Probably one of the oldest speech recognition software ever, as its development started in 1991 at the University of Kyoto, and then its ownership was transferred to as an independent project in 2005. A lot of open source applications use it as their engine (Think of KDE Simon).

Julius main features include its ability to perform real-time STT processes, low memory usage (Less than 64MB for 20000 words), ability to produce N-best/Word-graph output, ability to work as a server unit and a lot more.

This software was mainly built for academic and research purposes. It is written in C, and works on Linux, Windows, macOS and even Android (on smartphones). Currently it supports both English and Japanese languages only.

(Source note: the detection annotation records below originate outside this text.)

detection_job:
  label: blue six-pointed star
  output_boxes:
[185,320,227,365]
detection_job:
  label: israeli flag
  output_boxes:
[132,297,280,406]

While it can be used for way more than just speech recognition, it is a good engine nonetheless for this use case. You can either build your own training models for it, or use models which are shipped by default. It supports parallel processing using multiple GPUs/Multiple CPUs, besides a heavy support for some NVIDIA technologies like CUDA and its strong graphics cards.

It also works on Raspberry Pi, iOS and android devices, and provides a streaming API which allows you to connect to it to do your speech recognition tasks online. Vosk has bindings for Java, Python, JavaScript, C# and NodeJS.

Also supports end-to-end ASR. It follows Kaldi style for data processing, so it would be easier to migrate from it to ESPnet. The main marketing point for ESPnet is the state-of-art performance it gives in many benchmarks, and its support for other language processing tasks such as speech-to-text (STT), machine translation (MT) and speech translation (ST).

The main marketing point for Whisper is that it does not specialize in a set of training datasets for specific languages only; instead, it can be used with any suitable model and for any language. It was trained on 680 thousand hours of audio files, one third of which were non-English datasets.

The newest speech recognition library on the list, which was just released in the middle of November, 2023. It employs diffusion techniques with large speech language models (SLMs) training in order to achieve more advanced results than other models.

If you are building a small application that you want to be portable everywhere, then Vosk is your best option, as it is written in Python and works on iOS, android and Raspberry pi too, and supports up to 10 languages. It also provides a huge training dataset if you shall need it, and a smaller one for portable applications.